Getty無論、監督に落ち度がないわけではない(もちろん、シティ戦ではミスを犯した)が、もがいていることも確かだ。クロップは批判だけでなく、サポートも受けるに値する。彼がやっている以上の仕事を誰がやってのけられるだろうか。ここ5年でクラブに残した功績は、彼以外の者では達成できなかっただろう。
もちろん、ドイツ人指揮官は答えを見つけ出さなければならないし、それに見合う相当な報酬も受け取っている。守備を再構築し、中盤に修繕を加え、選手たちの壊れた自信を立て直し、愛する選手たちに再び笑顔を取り戻さなければならない。それは指揮官だけでなく、我々のようなファンも望んでいることだ。
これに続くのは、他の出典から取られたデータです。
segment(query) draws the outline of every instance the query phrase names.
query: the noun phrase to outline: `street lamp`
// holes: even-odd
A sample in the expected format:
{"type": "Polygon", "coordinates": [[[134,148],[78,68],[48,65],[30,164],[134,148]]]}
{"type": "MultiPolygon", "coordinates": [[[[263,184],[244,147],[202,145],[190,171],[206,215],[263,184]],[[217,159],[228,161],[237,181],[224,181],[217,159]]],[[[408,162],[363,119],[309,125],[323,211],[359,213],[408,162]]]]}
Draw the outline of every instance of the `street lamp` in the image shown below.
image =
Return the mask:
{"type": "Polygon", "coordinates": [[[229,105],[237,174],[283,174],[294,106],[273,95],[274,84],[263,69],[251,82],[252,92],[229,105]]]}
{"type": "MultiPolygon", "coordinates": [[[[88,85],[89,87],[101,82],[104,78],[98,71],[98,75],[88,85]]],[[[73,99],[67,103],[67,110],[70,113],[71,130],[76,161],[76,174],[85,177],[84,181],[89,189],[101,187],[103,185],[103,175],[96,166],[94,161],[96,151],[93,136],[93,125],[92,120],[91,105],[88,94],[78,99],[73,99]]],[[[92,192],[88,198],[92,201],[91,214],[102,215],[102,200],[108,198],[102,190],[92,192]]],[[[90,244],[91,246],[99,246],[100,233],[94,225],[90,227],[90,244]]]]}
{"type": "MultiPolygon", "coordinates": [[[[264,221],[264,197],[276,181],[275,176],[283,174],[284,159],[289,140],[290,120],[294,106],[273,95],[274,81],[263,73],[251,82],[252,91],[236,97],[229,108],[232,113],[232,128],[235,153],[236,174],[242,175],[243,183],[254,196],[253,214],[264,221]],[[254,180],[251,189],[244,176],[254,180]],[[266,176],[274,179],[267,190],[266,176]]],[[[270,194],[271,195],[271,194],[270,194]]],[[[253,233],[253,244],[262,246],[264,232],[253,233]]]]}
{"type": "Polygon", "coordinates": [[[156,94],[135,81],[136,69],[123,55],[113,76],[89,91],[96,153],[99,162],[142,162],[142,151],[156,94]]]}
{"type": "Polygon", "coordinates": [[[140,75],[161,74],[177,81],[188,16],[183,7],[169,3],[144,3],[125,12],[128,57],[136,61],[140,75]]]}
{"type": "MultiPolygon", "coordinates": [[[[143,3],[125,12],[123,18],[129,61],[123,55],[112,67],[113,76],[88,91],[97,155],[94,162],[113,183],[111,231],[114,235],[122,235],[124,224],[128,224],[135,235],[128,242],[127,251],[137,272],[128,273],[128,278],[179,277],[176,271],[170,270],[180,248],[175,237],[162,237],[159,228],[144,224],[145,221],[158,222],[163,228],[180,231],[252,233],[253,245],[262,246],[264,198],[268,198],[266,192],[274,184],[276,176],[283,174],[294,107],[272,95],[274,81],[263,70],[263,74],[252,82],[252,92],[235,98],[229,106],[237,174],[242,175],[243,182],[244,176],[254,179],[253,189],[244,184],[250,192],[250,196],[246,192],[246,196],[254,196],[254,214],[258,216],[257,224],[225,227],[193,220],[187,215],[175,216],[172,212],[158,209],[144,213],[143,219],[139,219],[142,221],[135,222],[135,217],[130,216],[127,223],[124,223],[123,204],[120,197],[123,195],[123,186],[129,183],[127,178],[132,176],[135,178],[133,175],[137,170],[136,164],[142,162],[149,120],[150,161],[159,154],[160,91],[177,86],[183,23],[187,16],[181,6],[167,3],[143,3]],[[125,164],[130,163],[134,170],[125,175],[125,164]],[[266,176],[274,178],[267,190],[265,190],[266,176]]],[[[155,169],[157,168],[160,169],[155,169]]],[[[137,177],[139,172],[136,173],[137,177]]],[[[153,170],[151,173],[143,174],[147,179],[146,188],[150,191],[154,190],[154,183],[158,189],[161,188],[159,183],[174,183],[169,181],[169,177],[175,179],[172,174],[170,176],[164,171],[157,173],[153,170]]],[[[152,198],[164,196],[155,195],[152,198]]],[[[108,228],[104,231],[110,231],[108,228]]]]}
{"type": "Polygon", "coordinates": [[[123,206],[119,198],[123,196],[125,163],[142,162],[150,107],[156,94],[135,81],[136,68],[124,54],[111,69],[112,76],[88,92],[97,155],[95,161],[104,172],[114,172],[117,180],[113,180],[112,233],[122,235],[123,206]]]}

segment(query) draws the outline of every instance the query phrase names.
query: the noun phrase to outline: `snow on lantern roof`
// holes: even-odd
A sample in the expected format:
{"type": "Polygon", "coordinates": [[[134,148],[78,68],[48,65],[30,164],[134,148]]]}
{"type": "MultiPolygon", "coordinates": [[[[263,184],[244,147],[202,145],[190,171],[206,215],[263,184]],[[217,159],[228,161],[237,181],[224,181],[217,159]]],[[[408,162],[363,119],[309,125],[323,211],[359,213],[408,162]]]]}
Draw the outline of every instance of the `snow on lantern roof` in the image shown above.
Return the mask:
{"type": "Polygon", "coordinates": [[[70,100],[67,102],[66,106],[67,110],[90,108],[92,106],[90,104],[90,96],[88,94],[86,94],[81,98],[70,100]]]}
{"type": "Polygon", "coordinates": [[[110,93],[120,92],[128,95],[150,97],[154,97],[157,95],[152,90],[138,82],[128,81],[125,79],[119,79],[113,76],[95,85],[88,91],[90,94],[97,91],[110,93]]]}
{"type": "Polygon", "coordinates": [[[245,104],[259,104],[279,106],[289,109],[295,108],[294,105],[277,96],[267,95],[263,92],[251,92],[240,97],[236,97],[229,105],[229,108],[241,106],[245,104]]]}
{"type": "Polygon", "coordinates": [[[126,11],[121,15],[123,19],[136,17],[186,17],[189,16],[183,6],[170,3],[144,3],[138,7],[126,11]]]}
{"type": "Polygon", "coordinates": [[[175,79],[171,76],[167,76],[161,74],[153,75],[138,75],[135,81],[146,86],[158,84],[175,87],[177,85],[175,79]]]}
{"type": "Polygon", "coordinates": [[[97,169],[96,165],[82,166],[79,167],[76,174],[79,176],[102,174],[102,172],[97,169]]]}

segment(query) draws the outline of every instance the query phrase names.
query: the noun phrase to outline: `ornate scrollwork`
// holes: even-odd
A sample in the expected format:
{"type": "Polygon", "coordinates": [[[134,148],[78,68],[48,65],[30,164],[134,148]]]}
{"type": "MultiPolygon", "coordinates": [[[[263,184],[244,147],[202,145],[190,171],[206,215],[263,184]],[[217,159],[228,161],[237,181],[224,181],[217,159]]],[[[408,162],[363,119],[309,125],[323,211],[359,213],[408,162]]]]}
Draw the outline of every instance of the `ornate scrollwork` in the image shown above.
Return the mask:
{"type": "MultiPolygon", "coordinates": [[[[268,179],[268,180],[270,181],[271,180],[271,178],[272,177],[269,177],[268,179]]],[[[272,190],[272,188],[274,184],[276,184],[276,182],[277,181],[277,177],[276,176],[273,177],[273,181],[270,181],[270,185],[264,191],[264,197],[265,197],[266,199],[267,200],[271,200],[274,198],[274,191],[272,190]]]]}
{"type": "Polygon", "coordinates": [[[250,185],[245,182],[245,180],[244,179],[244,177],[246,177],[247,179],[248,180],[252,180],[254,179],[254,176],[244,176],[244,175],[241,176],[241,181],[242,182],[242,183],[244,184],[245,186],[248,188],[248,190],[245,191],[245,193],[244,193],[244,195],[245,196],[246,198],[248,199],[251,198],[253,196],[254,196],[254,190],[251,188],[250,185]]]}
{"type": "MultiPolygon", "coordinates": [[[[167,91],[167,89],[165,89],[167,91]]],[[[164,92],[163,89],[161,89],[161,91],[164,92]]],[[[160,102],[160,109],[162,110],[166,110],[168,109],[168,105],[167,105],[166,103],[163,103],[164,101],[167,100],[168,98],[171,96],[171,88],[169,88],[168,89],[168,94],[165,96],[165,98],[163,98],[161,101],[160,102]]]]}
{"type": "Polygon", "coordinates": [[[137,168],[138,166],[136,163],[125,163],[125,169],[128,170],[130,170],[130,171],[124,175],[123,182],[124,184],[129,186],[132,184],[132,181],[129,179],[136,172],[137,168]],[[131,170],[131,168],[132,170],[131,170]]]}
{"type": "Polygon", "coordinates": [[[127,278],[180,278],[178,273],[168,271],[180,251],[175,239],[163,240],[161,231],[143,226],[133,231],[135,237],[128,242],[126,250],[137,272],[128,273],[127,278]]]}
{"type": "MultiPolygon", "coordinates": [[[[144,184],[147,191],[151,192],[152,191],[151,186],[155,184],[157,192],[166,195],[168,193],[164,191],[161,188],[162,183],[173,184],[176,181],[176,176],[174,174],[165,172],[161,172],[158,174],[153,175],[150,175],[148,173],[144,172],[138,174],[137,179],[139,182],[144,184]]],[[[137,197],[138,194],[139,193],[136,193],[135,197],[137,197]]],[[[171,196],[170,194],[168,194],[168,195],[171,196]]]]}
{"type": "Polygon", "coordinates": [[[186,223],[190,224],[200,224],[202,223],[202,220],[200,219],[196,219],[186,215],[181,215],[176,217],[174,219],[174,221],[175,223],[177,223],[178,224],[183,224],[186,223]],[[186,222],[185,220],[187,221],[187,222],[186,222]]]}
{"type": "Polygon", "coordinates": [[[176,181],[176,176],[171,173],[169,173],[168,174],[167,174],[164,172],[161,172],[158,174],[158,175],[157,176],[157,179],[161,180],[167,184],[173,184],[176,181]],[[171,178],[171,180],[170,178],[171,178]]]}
シティ戦での大敗で、チームを見放したKOPはほとんどいないだろうし、状況が悪いわけでもない。だからこそ、雑音をシャットアウトし、これ以上傷口を広げてはならない。リーグ15試合とチャンピオンズリーグがまだ残っている。ここまでの惨めなシーズンを、幸せに満ちて成功したシーズンへと変えるチャンスが彼らにはまだあるのだ。
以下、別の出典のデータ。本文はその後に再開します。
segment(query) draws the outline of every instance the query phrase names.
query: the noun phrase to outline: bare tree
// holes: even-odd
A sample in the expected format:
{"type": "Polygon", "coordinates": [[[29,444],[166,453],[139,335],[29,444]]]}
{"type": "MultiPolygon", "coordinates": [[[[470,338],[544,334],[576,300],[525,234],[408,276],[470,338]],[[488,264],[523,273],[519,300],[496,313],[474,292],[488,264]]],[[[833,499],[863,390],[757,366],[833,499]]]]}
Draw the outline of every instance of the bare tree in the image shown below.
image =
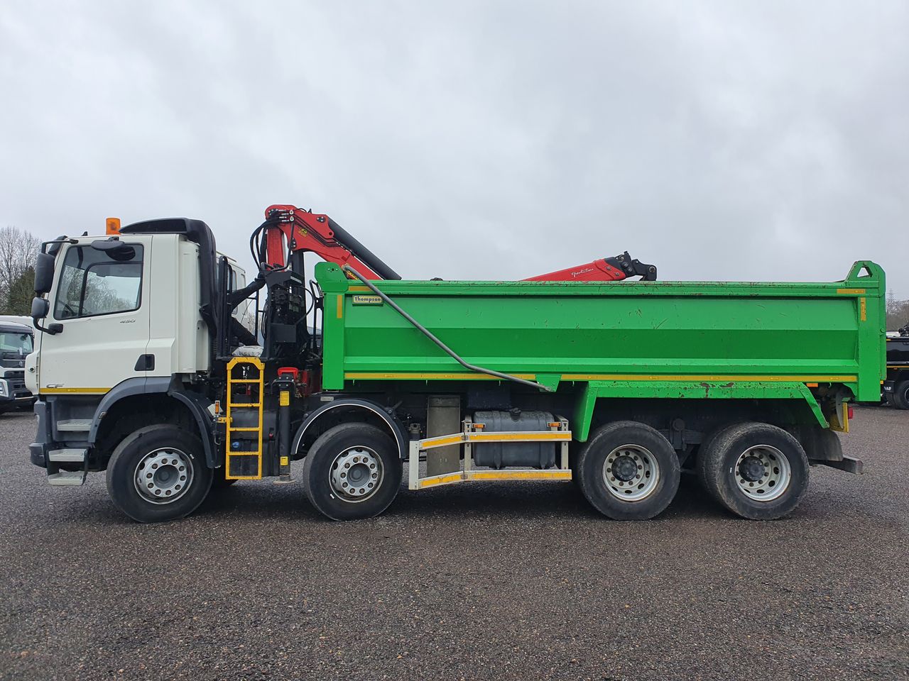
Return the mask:
{"type": "Polygon", "coordinates": [[[0,228],[0,302],[5,306],[10,289],[35,265],[41,240],[13,225],[0,228]]]}
{"type": "Polygon", "coordinates": [[[887,330],[895,331],[909,324],[909,301],[897,301],[891,289],[887,293],[887,330]]]}

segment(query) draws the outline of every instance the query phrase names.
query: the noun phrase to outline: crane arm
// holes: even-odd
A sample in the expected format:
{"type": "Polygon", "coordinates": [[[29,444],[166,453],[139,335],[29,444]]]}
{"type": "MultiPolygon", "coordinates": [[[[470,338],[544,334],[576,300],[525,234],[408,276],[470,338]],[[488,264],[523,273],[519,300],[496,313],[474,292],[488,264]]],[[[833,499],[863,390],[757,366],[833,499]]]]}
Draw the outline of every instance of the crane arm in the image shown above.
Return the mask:
{"type": "MultiPolygon", "coordinates": [[[[260,267],[265,270],[282,270],[295,253],[309,252],[328,262],[341,267],[347,265],[369,280],[401,279],[396,271],[327,215],[275,203],[265,209],[263,228],[265,242],[257,255],[260,267]]],[[[612,258],[600,258],[524,281],[620,281],[634,276],[647,281],[655,281],[656,267],[632,259],[626,251],[612,258]]]]}
{"type": "Polygon", "coordinates": [[[328,262],[349,265],[366,279],[401,279],[327,215],[275,204],[265,209],[265,223],[264,252],[259,257],[266,269],[282,269],[289,255],[310,252],[328,262]]]}
{"type": "Polygon", "coordinates": [[[644,281],[656,281],[656,266],[632,259],[625,251],[613,258],[599,258],[565,270],[528,277],[524,281],[621,281],[628,277],[641,277],[644,281]]]}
そんなことは不可能だと思うだろうか。リヴァプールを率いているのがユルゲン・クロップだということを忘れてはならない。なぜなら、彼はこれまで疑う者を信じる者へと変えてきたのだ。
彼は今一度、それをやってのけなければならない。これは彼にとってかつてないほど大きなチャレンジとなるかもしれないが、ワクワクしているに違いない。リーグ連覇の望みは消えてしまったかもしれないが、シーズンが終わったわけではない。
リヴァプールファンも、そして我々もまだまだ楽しむ余地は残されている。